There seem to be a small handful of cases where we want this--controls that gain focus immediately after a dialog appears, for instance. We allow these edge cases to indicate that the next focus shouldn't stop speech, then clear it on cases where speech isn't stopped. This is a bit hacky, but seems cleaner than anything else I came up with.
Trees appear to eat "ui_accept" before `gui_input` receives it. This makes certain use cases--triggering buttons in cells--impossible via the keyboard.
Here, `ScreenReader` attempts to intercept recent presses of "ui_accept" and, if a button in a cell should receive focus, redirects the `InputEvent` to the custom handler for `Tree`.
Unfortunately, this loses the ability to click buttons in cells in the editor's node tree for some reason. It restores, or maybe gets working in the first place, clicking on the _Remove_ button in the input mapping screen. Not sure how to restore the former functionality--these trees are complex and not well-documented.
That behavior is only specific to the editor. Any game UI that loses focus should be fixed by intelligently setting focus, not by magic in the accessibility addon.

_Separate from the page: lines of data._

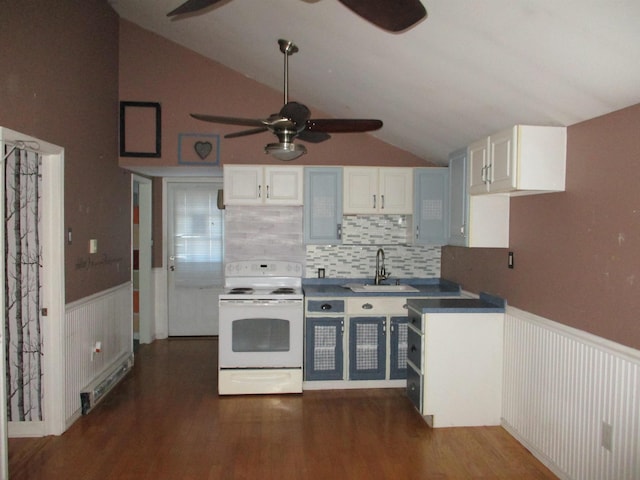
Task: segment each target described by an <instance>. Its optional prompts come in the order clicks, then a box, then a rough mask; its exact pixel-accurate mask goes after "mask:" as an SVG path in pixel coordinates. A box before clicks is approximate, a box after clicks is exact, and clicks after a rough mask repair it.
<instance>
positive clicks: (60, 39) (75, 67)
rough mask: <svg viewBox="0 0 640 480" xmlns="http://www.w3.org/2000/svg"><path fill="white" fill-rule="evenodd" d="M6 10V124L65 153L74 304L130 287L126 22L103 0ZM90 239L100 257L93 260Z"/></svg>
mask: <svg viewBox="0 0 640 480" xmlns="http://www.w3.org/2000/svg"><path fill="white" fill-rule="evenodd" d="M0 10H1V15H2V28H0V45H1V46H2V47H1V48H0V65H2V67H1V71H0V125H2V126H4V127H7V128H10V129H12V130H17V131H19V132H22V133H25V134H27V135H32V136H34V137H37V138H41V139H42V140H44V141H47V142H50V143H54V144H56V145H59V146H61V147H63V148H64V149H65V174H64V181H65V195H64V196H65V201H64V208H65V227H71V228H72V229H73V245H68V246H66V247H65V251H64V255H65V266H66V282H65V286H66V300H67V301H68V302H69V301H73V300H76V299H79V298H82V297H84V296H87V295H90V294H93V293H96V292H99V291H101V290H104V289H106V288H109V287H112V286H115V285H118V284H120V283H123V282H126V281H128V280H129V279H130V278H131V272H130V263H131V261H130V255H131V254H130V243H131V242H130V236H131V233H130V232H131V227H130V223H131V214H130V202H131V201H130V190H131V188H130V175H129V174H128V173H126V172H125V171H124V170H122V169H120V168H119V167H118V150H117V138H118V123H117V121H118V120H117V119H118V16H117V15H116V13H115V12H114V11H113V10H112V9H111V7H109V5H108V3H107V2H105V1H104V0H83V1H55V2H52V1H50V0H30V1H19V2H18V1H13V2H3V3H2V8H1V9H0ZM91 238H96V239H98V248H99V253H98V254H93V255H89V253H88V243H89V239H91ZM61 253H62V252H61ZM105 255H106V257H105ZM105 260H107V261H105ZM90 261H92V262H90ZM91 263H92V266H90V267H87V265H90V264H91Z"/></svg>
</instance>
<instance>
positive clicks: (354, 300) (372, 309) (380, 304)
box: [347, 297, 408, 315]
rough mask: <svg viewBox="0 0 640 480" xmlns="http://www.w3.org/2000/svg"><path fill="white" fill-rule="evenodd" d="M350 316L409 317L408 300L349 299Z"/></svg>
mask: <svg viewBox="0 0 640 480" xmlns="http://www.w3.org/2000/svg"><path fill="white" fill-rule="evenodd" d="M347 312H348V313H349V314H350V315H354V314H356V315H359V314H363V313H364V314H367V315H372V314H375V315H381V314H382V315H395V314H400V315H407V312H408V310H407V299H406V298H402V297H354V298H348V299H347Z"/></svg>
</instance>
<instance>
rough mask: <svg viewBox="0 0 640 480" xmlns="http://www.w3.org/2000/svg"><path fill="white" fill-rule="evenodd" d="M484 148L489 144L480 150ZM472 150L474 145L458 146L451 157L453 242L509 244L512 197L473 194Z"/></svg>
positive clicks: (450, 163) (504, 247)
mask: <svg viewBox="0 0 640 480" xmlns="http://www.w3.org/2000/svg"><path fill="white" fill-rule="evenodd" d="M477 143H478V142H477ZM479 147H480V145H479ZM482 150H484V151H486V148H482V147H480V148H478V149H476V152H481V151H482ZM470 151H471V147H469V149H468V150H467V149H464V150H458V151H457V152H454V153H452V154H451V156H450V157H449V206H450V207H449V208H450V210H449V211H450V217H449V225H450V229H449V245H457V246H461V247H492V248H507V247H508V246H509V201H510V199H509V197H508V196H507V195H469V193H468V188H470V187H469V186H468V185H467V181H468V177H469V176H470V175H471V172H470V171H469V170H470V155H469V152H470ZM468 155H469V156H468ZM476 158H477V159H479V158H482V156H481V155H479V156H476ZM479 170H480V169H477V170H476V171H479ZM481 187H483V188H484V184H481Z"/></svg>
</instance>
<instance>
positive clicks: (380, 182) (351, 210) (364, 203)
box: [343, 167, 413, 214]
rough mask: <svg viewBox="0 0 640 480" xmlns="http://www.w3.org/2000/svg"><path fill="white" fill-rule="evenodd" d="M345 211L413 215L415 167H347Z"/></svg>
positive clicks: (372, 213)
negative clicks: (413, 179) (397, 167)
mask: <svg viewBox="0 0 640 480" xmlns="http://www.w3.org/2000/svg"><path fill="white" fill-rule="evenodd" d="M343 173H344V213H345V214H380V213H388V214H411V212H412V210H413V169H411V168H386V167H383V168H371V167H345V168H344V170H343Z"/></svg>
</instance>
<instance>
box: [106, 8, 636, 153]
mask: <svg viewBox="0 0 640 480" xmlns="http://www.w3.org/2000/svg"><path fill="white" fill-rule="evenodd" d="M108 1H109V3H110V4H111V5H112V6H113V8H114V9H115V10H116V11H117V12H118V13H119V15H120V16H121V17H123V18H125V19H127V20H129V21H131V22H133V23H135V24H137V25H139V26H141V27H142V28H145V29H147V30H150V31H153V32H155V33H157V34H159V35H161V36H163V37H166V38H168V39H170V40H172V41H174V42H176V43H178V44H181V45H183V46H185V47H187V48H189V49H191V50H194V51H196V52H198V53H200V54H202V55H204V56H206V57H209V58H211V59H213V60H215V61H217V62H220V63H222V64H224V65H226V66H228V67H229V68H232V69H233V70H236V71H238V72H240V73H242V74H244V75H246V76H248V77H250V78H253V79H256V80H258V81H259V82H261V83H264V84H266V85H268V86H270V87H273V88H274V89H277V90H279V91H280V90H282V86H283V57H282V54H281V53H280V51H279V48H278V43H277V40H278V39H279V38H285V39H288V40H292V41H293V42H295V43H296V44H297V46H298V47H299V49H300V51H299V53H296V54H295V55H294V56H292V57H290V59H289V82H290V85H289V98H290V99H292V100H297V101H300V102H303V103H305V104H307V105H309V106H313V107H315V108H317V109H319V110H321V111H324V112H327V113H328V114H329V115H332V116H334V117H337V118H343V117H347V118H351V117H364V118H379V119H381V120H382V121H383V122H384V126H383V128H382V129H381V130H378V131H376V132H373V133H372V134H373V135H374V136H376V137H378V138H380V139H381V140H383V141H386V142H388V143H390V144H392V145H395V146H398V147H400V148H403V149H404V150H407V151H409V152H412V153H414V154H415V155H417V156H419V157H421V158H424V159H426V160H431V161H434V162H436V163H440V164H446V158H447V155H448V153H449V152H451V151H452V150H454V149H456V148H459V147H463V146H465V145H467V144H468V143H470V142H472V141H474V140H476V139H478V138H480V137H482V136H484V135H488V134H490V133H492V132H495V131H497V130H500V129H502V128H505V127H508V126H510V125H513V124H516V123H523V124H534V125H567V126H568V125H572V124H574V123H577V122H580V121H583V120H587V119H589V118H593V117H596V116H599V115H602V114H605V113H609V112H611V111H614V110H617V109H620V108H623V107H626V106H629V105H633V104H636V103H640V61H639V59H640V27H639V25H640V2H638V1H637V0H562V1H558V0H486V1H481V2H480V1H470V0H422V3H423V4H424V6H425V7H426V9H427V11H428V18H427V19H425V20H424V21H422V22H420V23H419V24H417V25H415V26H414V27H413V28H410V29H408V30H406V31H404V32H401V33H389V32H387V31H384V30H382V29H380V28H378V27H376V26H374V25H372V24H371V23H368V22H367V21H366V20H364V19H362V18H361V17H359V16H357V15H356V14H354V13H353V12H352V11H351V10H348V9H347V8H346V7H344V6H343V5H342V4H341V3H339V2H338V1H337V0H259V1H257V0H224V1H222V2H220V3H218V4H217V5H216V6H214V7H210V8H207V9H205V10H202V11H201V12H198V13H197V14H190V15H186V16H183V17H181V18H177V19H169V18H167V16H166V14H167V13H168V12H169V11H171V10H172V9H174V8H175V7H177V6H178V5H180V4H182V3H183V0H108ZM390 1H392V0H390ZM206 113H211V114H216V115H234V112H206ZM264 115H265V112H256V116H257V117H262V116H264Z"/></svg>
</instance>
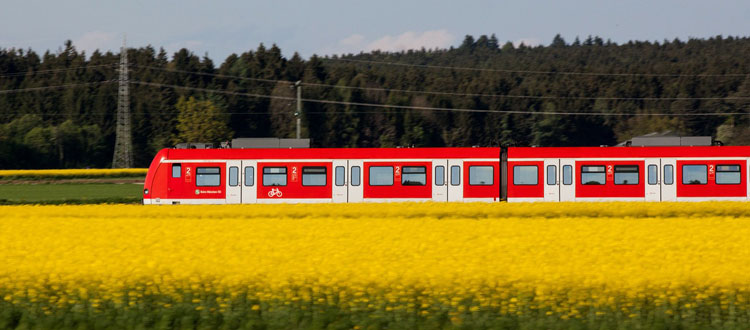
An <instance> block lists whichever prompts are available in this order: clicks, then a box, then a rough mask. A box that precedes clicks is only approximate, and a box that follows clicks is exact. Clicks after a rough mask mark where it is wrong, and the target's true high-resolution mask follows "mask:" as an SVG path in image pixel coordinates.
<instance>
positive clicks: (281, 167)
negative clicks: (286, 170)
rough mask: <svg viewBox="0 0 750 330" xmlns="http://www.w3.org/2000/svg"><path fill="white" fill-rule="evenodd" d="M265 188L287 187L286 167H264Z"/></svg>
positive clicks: (263, 177)
mask: <svg viewBox="0 0 750 330" xmlns="http://www.w3.org/2000/svg"><path fill="white" fill-rule="evenodd" d="M263 185H264V186H286V167H264V168H263Z"/></svg>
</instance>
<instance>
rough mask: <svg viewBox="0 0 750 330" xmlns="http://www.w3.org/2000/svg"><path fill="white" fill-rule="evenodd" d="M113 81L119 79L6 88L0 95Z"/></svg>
mask: <svg viewBox="0 0 750 330" xmlns="http://www.w3.org/2000/svg"><path fill="white" fill-rule="evenodd" d="M113 82H117V80H103V81H95V82H88V83H75V84H64V85H55V86H40V87H28V88H18V89H5V90H0V95H2V94H14V93H23V92H35V91H42V90H48V89H61V88H71V87H80V86H90V85H102V84H109V83H113Z"/></svg>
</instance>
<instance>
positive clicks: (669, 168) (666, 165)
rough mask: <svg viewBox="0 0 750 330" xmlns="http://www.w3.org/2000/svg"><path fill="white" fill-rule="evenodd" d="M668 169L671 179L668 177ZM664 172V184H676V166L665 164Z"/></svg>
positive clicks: (663, 180)
mask: <svg viewBox="0 0 750 330" xmlns="http://www.w3.org/2000/svg"><path fill="white" fill-rule="evenodd" d="M667 168H669V177H667ZM663 171H664V172H662V182H664V184H665V185H667V186H671V185H673V184H674V177H675V175H674V165H672V164H664V169H663Z"/></svg>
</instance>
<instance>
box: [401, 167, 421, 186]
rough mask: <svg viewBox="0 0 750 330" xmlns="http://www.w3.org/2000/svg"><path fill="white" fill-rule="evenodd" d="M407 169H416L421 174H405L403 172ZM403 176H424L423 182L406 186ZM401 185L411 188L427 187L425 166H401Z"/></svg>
mask: <svg viewBox="0 0 750 330" xmlns="http://www.w3.org/2000/svg"><path fill="white" fill-rule="evenodd" d="M407 168H409V169H414V168H418V169H421V170H422V172H414V173H406V171H405V170H406V169H407ZM405 175H423V176H424V180H423V181H422V182H417V183H409V184H406V183H404V176H405ZM401 185H402V186H409V187H412V186H417V187H422V186H426V185H427V166H422V165H409V166H401Z"/></svg>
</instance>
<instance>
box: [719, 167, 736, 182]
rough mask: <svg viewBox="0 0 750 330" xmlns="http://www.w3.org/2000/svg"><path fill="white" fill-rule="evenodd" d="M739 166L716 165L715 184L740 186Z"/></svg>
mask: <svg viewBox="0 0 750 330" xmlns="http://www.w3.org/2000/svg"><path fill="white" fill-rule="evenodd" d="M741 181H742V179H741V175H740V166H739V165H716V184H740V182H741Z"/></svg>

UI controls occasionally trap focus and make navigation impossible. Now, Ctrl+escape toggles a mode that attempts to intercept and generate UI focus events and bypass the control's own handling. This can probably be refined, but for now it allows escaping of `TextEdit` via tab. It also won't work everywhere--inn particular, arrowing around still traps focus in trees. But it is at least possible to tab out of most traps.
Further, event generation was cleaned up some. We specifically need to generate `KeyEvents` under Android because, IIRC, it wasn't enough to simply create and send some types of events. We now have two distinct generation strategies. These can probably be combined and streamlined, but for now this works.
`Accessible` is now a child of its `Control`. This helps to ensure that everything gets cleaned up as it should. Further, node additions no longer scrape the entire scene.
This may introduce regressions and has only been lightly tested, but without it, `ScreenReader` leaked in various circumstances, including some that caused segfaults on exit.
This eliminates the need to track and iterate through a separate array of `Accessible`s in `ScreenReader`.
The previous performance issues are resolved by ensuring that any nodes processed aren't children of the `ScreenReader` node. I don't know of another way to avoid triggering signals on a child node than checking ancestry and failing fast.
Here I add a `ScreenReader` `Node` which, when added to the `SceneTree`, should read the contents of any supported `Control`. I also do a bit of cleanup on filenames, as well as breaking the editor plugin support into its own class.